In Buddhas Mittlerer Weg kehrt Ellis zu buddhistischen Quellen zurück und liefert uns einen überzeugenden Bericht darüber, wie der Buddhismus in seiner derzeit gelehrten Form sowohl dazu dienen kann, den Mittleren Weg zu verdunkeln als auch dazu, ihn zu erhellen. Indem er zu einer Weltreligion wurde, die sich auf metaphysische Glaubensinhalte stützt, hat der Buddhismus aus Ellis‘ Sicht oftmals den Kontakt zum Prinzip des Mittleren Wegs, das er zu verkörpern beansprucht, verloren. Indem er sich auf die pragmatische und skeptische Dimension buddhistischen Denkens konzentriert, die Kraft seiner klassischen Gleichnisse wiederherstellt und hervorhebt, wie Gotama mit seinen Zeitgenossen interagierte, enthüllt Ellis, wie das Prinzip des Mittleren Wegs die Gesamtheit dessen durchdringt, was der Buddha gelehrt hat.
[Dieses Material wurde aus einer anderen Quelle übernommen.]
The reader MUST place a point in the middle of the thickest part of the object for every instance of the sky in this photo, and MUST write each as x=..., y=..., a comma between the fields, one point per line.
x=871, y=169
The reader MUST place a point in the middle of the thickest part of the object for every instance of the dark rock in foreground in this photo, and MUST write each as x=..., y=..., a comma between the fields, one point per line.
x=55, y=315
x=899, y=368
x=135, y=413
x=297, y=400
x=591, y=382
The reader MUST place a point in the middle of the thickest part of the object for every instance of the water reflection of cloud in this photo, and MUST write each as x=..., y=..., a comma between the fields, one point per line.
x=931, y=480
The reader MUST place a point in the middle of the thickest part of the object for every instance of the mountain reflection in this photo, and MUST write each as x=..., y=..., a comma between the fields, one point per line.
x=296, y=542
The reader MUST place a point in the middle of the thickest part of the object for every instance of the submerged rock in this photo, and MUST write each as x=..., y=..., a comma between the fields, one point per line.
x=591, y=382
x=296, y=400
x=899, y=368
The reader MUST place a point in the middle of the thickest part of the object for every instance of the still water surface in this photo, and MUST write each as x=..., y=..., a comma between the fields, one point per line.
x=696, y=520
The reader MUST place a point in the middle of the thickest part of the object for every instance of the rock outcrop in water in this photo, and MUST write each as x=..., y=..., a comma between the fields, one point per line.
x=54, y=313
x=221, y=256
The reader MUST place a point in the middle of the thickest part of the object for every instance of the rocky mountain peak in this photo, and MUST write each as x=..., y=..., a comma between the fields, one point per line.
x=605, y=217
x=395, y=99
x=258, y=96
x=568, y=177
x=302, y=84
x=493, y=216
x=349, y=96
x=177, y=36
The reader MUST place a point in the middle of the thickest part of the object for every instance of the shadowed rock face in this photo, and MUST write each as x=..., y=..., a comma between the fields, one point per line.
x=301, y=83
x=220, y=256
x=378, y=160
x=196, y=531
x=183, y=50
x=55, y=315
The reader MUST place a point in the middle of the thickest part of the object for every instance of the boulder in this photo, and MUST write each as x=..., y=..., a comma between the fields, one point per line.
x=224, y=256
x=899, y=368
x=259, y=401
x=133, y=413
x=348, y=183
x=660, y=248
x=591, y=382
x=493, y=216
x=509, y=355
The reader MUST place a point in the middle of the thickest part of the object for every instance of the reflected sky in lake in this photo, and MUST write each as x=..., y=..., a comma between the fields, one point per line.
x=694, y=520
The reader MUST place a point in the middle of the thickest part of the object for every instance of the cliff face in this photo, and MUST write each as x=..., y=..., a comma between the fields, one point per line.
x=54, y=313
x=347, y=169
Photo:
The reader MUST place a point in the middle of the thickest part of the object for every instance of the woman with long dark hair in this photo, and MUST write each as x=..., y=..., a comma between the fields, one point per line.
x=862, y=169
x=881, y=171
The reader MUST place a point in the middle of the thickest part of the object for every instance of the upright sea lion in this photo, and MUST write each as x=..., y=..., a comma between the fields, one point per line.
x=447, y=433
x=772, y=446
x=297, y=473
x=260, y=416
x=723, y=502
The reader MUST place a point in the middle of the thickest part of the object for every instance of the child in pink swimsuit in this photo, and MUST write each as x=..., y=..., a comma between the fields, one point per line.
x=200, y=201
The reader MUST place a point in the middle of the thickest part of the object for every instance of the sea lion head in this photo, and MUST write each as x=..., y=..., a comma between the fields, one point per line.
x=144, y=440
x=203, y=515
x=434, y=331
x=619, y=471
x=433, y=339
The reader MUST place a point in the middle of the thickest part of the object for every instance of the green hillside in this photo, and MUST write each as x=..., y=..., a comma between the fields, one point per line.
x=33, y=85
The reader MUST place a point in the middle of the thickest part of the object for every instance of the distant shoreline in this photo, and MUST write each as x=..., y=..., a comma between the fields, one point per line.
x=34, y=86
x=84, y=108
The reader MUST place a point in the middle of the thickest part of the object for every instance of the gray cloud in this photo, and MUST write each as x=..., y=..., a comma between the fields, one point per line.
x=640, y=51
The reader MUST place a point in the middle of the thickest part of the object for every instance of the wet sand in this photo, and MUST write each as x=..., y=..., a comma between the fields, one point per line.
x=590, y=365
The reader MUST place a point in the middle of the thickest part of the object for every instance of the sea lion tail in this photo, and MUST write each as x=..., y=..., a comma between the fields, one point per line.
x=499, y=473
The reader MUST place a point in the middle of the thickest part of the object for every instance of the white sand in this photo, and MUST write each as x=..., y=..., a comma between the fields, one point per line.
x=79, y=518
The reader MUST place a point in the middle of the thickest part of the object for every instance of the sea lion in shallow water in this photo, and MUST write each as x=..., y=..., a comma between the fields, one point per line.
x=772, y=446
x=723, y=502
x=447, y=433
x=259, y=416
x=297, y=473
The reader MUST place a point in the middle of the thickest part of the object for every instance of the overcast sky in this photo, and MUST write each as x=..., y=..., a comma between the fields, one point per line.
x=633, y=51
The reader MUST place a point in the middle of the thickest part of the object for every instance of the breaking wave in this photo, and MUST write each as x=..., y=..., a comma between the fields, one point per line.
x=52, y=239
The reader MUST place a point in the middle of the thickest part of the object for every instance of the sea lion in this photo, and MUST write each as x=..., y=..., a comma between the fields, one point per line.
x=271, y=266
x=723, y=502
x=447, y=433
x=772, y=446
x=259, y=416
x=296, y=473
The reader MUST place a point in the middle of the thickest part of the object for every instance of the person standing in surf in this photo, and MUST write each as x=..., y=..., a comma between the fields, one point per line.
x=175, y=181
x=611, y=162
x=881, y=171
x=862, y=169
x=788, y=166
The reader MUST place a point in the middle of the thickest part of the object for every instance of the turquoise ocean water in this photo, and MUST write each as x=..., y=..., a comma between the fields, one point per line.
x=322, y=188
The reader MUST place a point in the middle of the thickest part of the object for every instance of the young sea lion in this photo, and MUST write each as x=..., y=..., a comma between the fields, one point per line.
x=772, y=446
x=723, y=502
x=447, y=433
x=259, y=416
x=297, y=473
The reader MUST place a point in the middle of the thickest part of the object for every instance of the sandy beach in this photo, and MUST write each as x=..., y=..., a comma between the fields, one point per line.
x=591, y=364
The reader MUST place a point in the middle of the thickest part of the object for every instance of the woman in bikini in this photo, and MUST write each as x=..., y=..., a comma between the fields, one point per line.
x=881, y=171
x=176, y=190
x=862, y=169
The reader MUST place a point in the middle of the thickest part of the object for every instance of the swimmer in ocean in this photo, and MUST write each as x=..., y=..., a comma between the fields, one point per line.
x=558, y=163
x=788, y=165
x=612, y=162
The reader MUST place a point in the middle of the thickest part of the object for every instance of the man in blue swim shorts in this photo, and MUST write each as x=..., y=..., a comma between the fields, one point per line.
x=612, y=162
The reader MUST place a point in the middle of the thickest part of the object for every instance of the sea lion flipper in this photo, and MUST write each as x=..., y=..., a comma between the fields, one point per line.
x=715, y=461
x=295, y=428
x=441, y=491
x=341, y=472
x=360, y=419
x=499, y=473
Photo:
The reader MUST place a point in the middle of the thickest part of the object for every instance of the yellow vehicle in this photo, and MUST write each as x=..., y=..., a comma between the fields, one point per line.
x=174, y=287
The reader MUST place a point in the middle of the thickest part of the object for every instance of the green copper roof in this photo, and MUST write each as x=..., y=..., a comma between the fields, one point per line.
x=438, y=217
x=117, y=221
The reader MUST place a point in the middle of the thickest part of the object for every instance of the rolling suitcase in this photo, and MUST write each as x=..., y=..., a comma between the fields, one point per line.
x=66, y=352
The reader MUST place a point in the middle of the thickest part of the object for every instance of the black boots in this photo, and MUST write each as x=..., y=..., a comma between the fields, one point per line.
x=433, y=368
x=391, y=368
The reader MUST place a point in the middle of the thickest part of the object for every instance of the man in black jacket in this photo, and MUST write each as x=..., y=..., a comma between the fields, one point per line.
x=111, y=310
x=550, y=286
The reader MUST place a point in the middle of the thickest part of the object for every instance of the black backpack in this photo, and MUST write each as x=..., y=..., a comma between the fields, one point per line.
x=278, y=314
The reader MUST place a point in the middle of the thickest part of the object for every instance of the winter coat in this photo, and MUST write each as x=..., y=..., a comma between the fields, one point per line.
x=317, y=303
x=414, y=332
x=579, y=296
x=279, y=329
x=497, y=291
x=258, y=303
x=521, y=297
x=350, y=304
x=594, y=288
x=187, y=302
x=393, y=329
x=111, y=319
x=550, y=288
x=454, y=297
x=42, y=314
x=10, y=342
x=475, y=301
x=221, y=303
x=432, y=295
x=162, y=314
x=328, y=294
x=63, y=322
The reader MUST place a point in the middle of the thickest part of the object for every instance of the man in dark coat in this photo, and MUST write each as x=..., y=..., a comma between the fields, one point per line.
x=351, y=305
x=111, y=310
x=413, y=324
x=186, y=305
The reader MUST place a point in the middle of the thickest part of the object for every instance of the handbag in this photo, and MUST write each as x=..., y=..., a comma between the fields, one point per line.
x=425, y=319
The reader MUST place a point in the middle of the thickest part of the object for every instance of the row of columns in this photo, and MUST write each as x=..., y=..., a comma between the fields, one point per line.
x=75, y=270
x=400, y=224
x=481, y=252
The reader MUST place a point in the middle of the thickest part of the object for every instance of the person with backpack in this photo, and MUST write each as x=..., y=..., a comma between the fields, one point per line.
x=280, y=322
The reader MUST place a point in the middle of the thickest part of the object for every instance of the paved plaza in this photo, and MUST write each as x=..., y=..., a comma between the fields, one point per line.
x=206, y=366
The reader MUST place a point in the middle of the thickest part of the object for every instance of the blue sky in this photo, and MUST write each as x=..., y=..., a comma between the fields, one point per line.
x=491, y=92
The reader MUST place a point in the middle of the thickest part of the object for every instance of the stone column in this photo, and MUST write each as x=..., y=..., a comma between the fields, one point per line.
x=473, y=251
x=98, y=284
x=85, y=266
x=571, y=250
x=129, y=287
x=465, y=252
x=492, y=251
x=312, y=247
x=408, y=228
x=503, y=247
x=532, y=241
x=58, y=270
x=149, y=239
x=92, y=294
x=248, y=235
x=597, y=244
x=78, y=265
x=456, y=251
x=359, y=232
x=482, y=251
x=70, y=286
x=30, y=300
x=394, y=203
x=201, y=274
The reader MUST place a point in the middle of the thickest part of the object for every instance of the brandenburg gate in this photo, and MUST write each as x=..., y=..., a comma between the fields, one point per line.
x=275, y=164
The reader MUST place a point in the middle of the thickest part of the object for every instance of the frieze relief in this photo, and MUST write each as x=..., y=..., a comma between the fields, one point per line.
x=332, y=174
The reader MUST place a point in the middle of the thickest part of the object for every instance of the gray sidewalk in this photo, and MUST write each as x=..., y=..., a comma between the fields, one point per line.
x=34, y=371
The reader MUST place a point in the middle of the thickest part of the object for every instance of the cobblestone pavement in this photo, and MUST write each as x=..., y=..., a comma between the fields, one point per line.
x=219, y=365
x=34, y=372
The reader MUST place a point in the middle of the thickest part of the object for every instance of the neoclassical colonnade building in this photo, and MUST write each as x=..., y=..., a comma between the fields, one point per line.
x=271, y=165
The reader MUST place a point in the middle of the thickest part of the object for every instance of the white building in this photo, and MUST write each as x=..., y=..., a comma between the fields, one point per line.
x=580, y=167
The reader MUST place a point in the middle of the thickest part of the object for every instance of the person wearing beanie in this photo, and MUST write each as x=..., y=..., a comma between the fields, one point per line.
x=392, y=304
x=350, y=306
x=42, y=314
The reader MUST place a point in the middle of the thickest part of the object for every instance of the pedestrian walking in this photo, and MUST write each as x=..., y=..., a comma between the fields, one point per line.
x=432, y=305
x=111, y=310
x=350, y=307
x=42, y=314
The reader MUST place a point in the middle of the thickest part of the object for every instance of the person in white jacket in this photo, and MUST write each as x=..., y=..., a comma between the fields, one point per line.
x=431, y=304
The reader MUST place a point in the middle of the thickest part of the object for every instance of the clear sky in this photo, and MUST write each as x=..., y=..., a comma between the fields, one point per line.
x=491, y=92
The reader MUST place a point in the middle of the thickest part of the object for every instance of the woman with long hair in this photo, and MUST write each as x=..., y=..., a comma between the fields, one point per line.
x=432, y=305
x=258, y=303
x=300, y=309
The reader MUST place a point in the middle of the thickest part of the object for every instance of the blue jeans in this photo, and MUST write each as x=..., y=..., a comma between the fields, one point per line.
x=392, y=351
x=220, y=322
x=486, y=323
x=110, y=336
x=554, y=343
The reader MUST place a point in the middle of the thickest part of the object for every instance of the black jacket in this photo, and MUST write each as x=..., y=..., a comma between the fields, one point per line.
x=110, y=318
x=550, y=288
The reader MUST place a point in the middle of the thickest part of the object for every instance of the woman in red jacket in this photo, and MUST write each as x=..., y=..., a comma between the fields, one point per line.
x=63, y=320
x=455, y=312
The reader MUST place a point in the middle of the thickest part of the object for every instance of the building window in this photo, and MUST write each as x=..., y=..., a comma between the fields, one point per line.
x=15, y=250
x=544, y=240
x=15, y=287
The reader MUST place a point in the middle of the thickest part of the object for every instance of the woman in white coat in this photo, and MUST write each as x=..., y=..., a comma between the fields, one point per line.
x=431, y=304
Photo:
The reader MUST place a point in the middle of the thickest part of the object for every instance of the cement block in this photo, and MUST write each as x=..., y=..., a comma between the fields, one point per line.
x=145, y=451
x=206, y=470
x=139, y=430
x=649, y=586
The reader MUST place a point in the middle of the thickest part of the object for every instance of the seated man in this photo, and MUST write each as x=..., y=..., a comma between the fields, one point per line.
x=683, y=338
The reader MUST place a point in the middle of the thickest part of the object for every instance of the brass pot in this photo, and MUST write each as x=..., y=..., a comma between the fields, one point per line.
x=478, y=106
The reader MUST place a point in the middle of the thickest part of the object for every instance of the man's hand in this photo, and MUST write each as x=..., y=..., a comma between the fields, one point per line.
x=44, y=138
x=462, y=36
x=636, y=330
Den Mittleren Weg zu praktizieren bedeutet weit mehr als nur die Extreme von Genusssucht und Selbstkasteiung zu vermeiden, wie sie in Buddhas erster Lehrrede im Hirschpark von Sarnath beschrieben werden. Solche Extreme zu vermeiden, dient lediglich als nützliches Beispiel, um ein weit umfassenderes Prinzip zu veranschaulichen. Für Ellis ist der Mittlere Weg eine Metapher für eine ganzheitliche Lebensweise, die auf alle metaphysischen Verabsolutierungen verzichtet. In Ellis‘ Worten ist er „ein Bewertungsprinzip, das sich darauf konzentriert, wie wir auf unsere Erfahrungen reagieren, und keine Aussage darüber, wie Dinge letztendlich sind.“ Als solches entfaltet sich der Mittlere Weg vollständig innerhalb der vorläufigen, mehrdeutigen Welt unseres Lebens als unsichere und doch ethische Lebewesen.
Ich hoffe, dass dieses provokante Buch Buddhisten dazu ermutigen wird, den Mittleren Weg, der den Kern ihrer Tradition verkörpert, neu zu überdenken, und wertzuschätzen, wie dieses Prinzip ihre Tradition mit vielen anderen antiken und modernen, säkularen und religiösen verbindet. Buddhas Mittlerer Weg bietet gleichzeitig auch eine ausgezeichnete kritische Einführung in Buddhas Leben und Lehren für diejenigen, die mit dem Buddhismus weniger vertraut sind. Dank Ellis' bahnbrechender Arbeit wird der Mittlere Weg möglicherweise nicht mehr als eine ausschließlich buddhistische Leitidee betrachtet werden, sondern stattdessen als ein universelles Vermächtnis des Menschseins verstanden werden.